Bowel cancer is unfortunately a very common cancer. Here in Australia, a person’s lifetime risk of developing bowel cancer is approximately 1 in 20 (1 in 18 for man and 1 in 26 for woman)

There are many genes involved in the development of bowel cancer. Some of the major genes are now known. However many other genes and their role in the development in colorectal cancer are still to be discovered.

Relevance of a family history to Risk of Developing Bowel Cancer

Generally, having a family history would increase one’s risk of bowel cancer.

If one has a first or second-degree relative who has had bowel cancer at the aged of 55 or older, one’s risk of having bowel cancer would be double (X2)

If one has a first-degree relative who has at bowel cancer diagnosed younger than the age of 55, one’s risk of bowel cancer would be increased three to six-fold (X3-6)

If one has two first or second-degree relatives on the same side of the family with bowel cancer (at any age), one’s risk of bowel cancer would be increased three to six-fold (X3-6)

(Note: the above calculations are based on the base rate of 1 in 50 in someone without any family history)

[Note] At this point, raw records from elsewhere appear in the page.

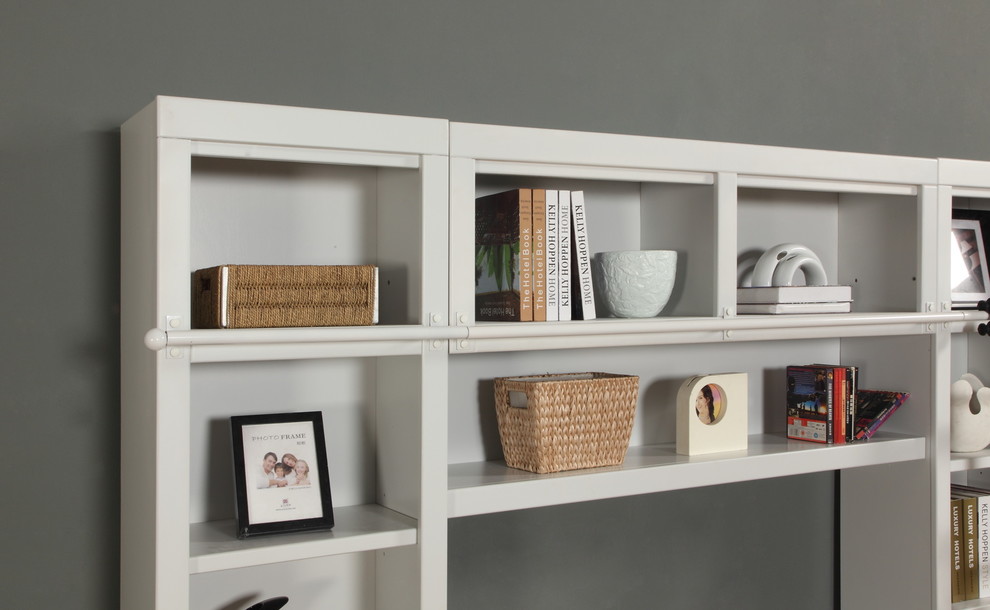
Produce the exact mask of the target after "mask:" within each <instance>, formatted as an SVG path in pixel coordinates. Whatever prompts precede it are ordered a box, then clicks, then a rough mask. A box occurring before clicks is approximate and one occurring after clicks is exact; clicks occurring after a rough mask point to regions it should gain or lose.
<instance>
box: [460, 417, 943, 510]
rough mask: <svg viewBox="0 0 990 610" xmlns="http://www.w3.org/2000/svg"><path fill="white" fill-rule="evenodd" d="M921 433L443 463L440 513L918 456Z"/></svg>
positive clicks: (856, 464) (570, 500) (883, 462)
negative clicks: (872, 436)
mask: <svg viewBox="0 0 990 610" xmlns="http://www.w3.org/2000/svg"><path fill="white" fill-rule="evenodd" d="M925 445H926V443H925V439H924V438H921V437H910V436H903V435H898V434H891V433H886V434H884V433H881V434H878V435H877V436H875V437H874V438H873V439H871V440H869V441H867V442H860V443H852V444H847V445H821V444H816V443H810V442H804V441H795V440H788V439H787V438H786V437H784V436H783V435H773V434H769V435H752V436H750V437H749V448H748V449H747V450H746V451H730V452H725V453H713V454H708V455H701V456H685V455H678V454H677V453H676V451H675V446H674V444H673V443H665V444H662V445H647V446H642V447H631V448H630V449H629V452H628V454H627V455H626V460H625V462H624V463H623V464H622V465H620V466H614V467H606V468H594V469H587V470H574V471H567V472H560V473H553V474H546V475H538V474H534V473H530V472H525V471H522V470H516V469H512V468H508V467H507V466H505V463H504V462H474V463H465V464H451V465H449V466H448V487H449V489H448V493H447V511H448V516H449V517H451V518H455V517H466V516H471V515H479V514H488V513H496V512H503V511H510V510H521V509H527V508H538V507H542V506H553V505H559V504H570V503H574V502H585V501H589V500H602V499H606V498H615V497H621V496H630V495H638V494H646V493H656V492H663V491H672V490H676V489H687V488H694V487H707V486H710V485H720V484H725V483H735V482H741V481H750V480H756V479H767V478H774V477H781V476H791V475H798V474H808V473H813V472H823V471H831V470H840V469H844V468H856V467H859V466H872V465H876V464H887V463H893V462H902V461H908V460H918V459H924V457H925Z"/></svg>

Effects of Age on Risk of  Developing Bowel Cancer

In addition one’s risk of bowel cancer increases with age. One’s risk of bowel cancer is quite low prior to 40 years of age. This risk increases sharply around the age or 50-55, doubling with each subsequent decade.

It is best that you see a doctor to discuss your risk of bowel cancer.

Familial/hereditary Bowel Cancer

Hereditary colorectal cancer has 2 well-known forms:

  1. Familial Adenomatous Polyposis (FAP) – this is due to mutations in the APC gene. This disease is characterized by the development of hundreds of polyps in the bowel. FAP also associated with desmoid tumour (this tumour can grown around the bowels and cause bowel blockage), benign cysts in the limbs/face/scalp,  benign bony tumours in the jawbone, pigmentation of the retina and cancer in the duodenum.
  2. Hereditary Non Polyposis Colorectal Cancer (HNPCC) – this is due to mutations in the genes that repair damage to our DNA. This condition is also know as the Lynch syndrome. About 2-5% of all colon cancers are attributed to HNPCC. This can also cause cancers in the small bowel, uterus and urinary tract.

If you have 2 or more family members with bowel cancer or other cancers associated with familial bowel cancer (e.g. uterine, small bowel and urinary tract cancers) it is important that you discuss this with a doctor. A detailed family tree needs to be taken and further information would also need to be obtained in regards to cancers in the other family members.